Waterloo Point Post Office opened on 6 September 1832 and was renamed Swansea around 1863.

==Notable residents==
- William Lyne, Premier of New South Wales from 1899 to 1901, and later federal cabinet minister under Edmund Barton and Alfred Deakin
- Violet Mace, potter known for the "proclamation cup", based on Governor Davey's Proclamation

==Wildlife==
Swansea is home to colonies of short-tailed shearwaters (muttonbirds) and little penguins. The nearby Freycinet National Park has quolls, wallabies, native microbats, possums and Tasmanian devils. Offshore, there are dolphins, whales and seals.

=== Climate ===
Swansea possesses an oceanic climate (Köppen: Cfb) with tepid summers and cool winters. The town is quite cloudy, experiencing an average of 60.0 clear days and 123.5 cloudy days per annum. Extreme temperatures have ranged from 41.1 C on 30 December 2019 to -5.0 C on 15 July 1979.
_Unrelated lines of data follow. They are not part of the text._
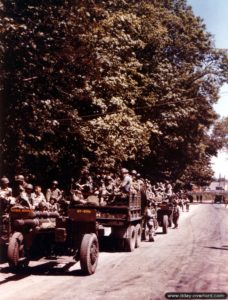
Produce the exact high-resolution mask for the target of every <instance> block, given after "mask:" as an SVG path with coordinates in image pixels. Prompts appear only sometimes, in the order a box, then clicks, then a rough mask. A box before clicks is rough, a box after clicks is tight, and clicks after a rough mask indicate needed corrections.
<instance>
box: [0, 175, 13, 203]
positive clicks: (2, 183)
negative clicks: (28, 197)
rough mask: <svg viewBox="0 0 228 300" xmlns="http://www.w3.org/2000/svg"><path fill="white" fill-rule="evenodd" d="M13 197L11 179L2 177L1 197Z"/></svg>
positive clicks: (0, 193)
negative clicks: (11, 186)
mask: <svg viewBox="0 0 228 300" xmlns="http://www.w3.org/2000/svg"><path fill="white" fill-rule="evenodd" d="M11 197H12V189H11V188H10V187H9V179H8V178H7V177H2V178H1V183H0V198H2V199H6V200H8V201H10V198H11Z"/></svg>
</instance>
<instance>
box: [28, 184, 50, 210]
mask: <svg viewBox="0 0 228 300" xmlns="http://www.w3.org/2000/svg"><path fill="white" fill-rule="evenodd" d="M31 197H32V201H33V205H34V208H35V209H40V207H42V208H43V207H45V206H47V201H46V198H45V196H44V194H43V193H42V189H41V187H40V186H39V185H36V186H35V188H34V193H32V195H31Z"/></svg>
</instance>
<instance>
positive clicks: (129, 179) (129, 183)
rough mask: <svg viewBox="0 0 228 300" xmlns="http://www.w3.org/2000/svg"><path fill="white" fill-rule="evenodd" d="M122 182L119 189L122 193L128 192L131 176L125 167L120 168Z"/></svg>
mask: <svg viewBox="0 0 228 300" xmlns="http://www.w3.org/2000/svg"><path fill="white" fill-rule="evenodd" d="M121 174H122V182H121V191H122V192H123V193H129V192H130V190H131V187H132V177H131V176H130V175H129V172H128V170H127V169H125V168H123V169H121Z"/></svg>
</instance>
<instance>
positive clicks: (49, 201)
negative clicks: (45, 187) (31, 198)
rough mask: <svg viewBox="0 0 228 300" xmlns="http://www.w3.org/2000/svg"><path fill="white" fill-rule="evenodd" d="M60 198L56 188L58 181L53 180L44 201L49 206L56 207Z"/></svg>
mask: <svg viewBox="0 0 228 300" xmlns="http://www.w3.org/2000/svg"><path fill="white" fill-rule="evenodd" d="M61 198H62V192H61V191H60V189H59V188H58V181H56V180H53V181H52V185H51V187H50V188H49V189H48V190H47V192H46V199H47V202H49V203H50V204H51V205H56V204H58V202H59V201H60V200H61Z"/></svg>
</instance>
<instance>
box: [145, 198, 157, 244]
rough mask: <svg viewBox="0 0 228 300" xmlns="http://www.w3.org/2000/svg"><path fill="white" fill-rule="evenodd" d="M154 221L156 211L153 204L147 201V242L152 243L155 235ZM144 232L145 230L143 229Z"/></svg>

Climate data for Swansea (42°07′S 148°04′E﻿ / ﻿42.12°S 148.07°E, 6 m (20 ft) AMSL) (1884–2008)
| Month | Jan | Feb | Mar | Apr | May | Jun | Jul | Aug | Sep | Oct | Nov | Dec | Year |
| Record high °C (°F) | 40.4 (104.7) | 39.2 (102.6) | 36.8 (98.2) | 30.1 (86.2) | 27.0 (80.6) | 21.1 (70.0) | 24.0 (75.2) | 24.3 (75.7) | 29.6 (85.3) | 33.9 (93.0) | 36.0 (96.8) | 38.1 (100.6) | 40.4 (104.7) |
| Mean daily maximum °C (°F) | 22.2 (72.0) | 22.2 (72.0) | 20.9 (69.6) | 18.6 (65.5) | 15.9 (60.6) | 13.8 (56.8) | 13.3 (55.9) | 14.2 (57.6) | 16.0 (60.8) | 17.7 (63.9) | 19.1 (66.4) | 20.7 (69.3) | 17.9 (64.2) |
| Mean daily minimum °C (°F) | 11.7 (53.1) | 11.8 (53.2) | 10.4 (50.7) | 8.2 (46.8) | 6.2 (43.2) | 4.4 (39.9) | 3.6 (38.5) | 4.4 (39.9) | 5.8 (42.4) | 7.2 (45.0) | 8.0 (46.4) | 10.6 (51.1) | 7.7 (45.8) |
| Record low °C (°F) | 2.7 (36.9) | 1.3 (34.3) | 0.0 (32.0) | −1.3 (29.7) | −3.1 (26.4) | −4.0 (24.8) | −5.0 (23.0) | −4.2 (24.4) | −4.0 (24.8) | −1.9 (28.6) | −1.4 (29.5) | 1.0 (33.8) | −5.0 (23.0) |
| Average precipitation mm (inches) | 49.8 (1.96) | 42.6 (1.68) | 50.5 (1.99) | 51.3 (2.02) | 46.4 (1.83) | 56.9 (2.24) | 48.0 (1.89) | 43.6 (1.72) | 40.4 (1.59) | 53.8 (2.12) | 50.8 (2.00) | 59.9 (2.36) | 593.8 (23.38) |
| Average precipitation days (≥ 0.2 mm) | 8.4 | 7.3 | 9.0 | 9.6 | 9.6 | 10.4 | 10.8 | 10.8 | 11.0 | 11.6 | 10.3 | 10.0 | 118.8 |
| Average afternoon relative humidity (%) | 59 | 61 | 60 | 62 | 65 | 66 | 65 | 62 | 60 | 59 | 61 | 60 | 62 |
| Average dew point °C (°F) | 11.3 (52.3) | 12.0 (53.6) | 10.9 (51.6) | 9.2 (48.6) | 7.7 (45.9) | 6.1 (43.0) | 5.3 (41.5) | 5.3 (41.5) | 6.1 (43.0) | 7.2 (45.0) | 9.1 (48.4) | 10.3 (50.5) | 8.4 (47.1) |
| Mean monthly sunshine hours | 248.0 | 209.1 | 195.3 | 180.0 | 139.5 | 126.0 | 145.7 | 167.4 | 193.0 | 217.0 | 210.0 | 235.6 | 2,266.6 |
| Percentage possible sunshine | 54 | 54 | 51 | 55 | 46 | 46 | 50 | 52 | 52 | 53 | 48 | 50 | 51 |
Source: Bureau of Meteorology (1884–2008), December record high

==Demographics==
According to the 1996 census, the town's population was 495. Of the population, 25.1% were above the age of 65 – making it the Tasmanian town with the largest percentage of over-65-year-olds.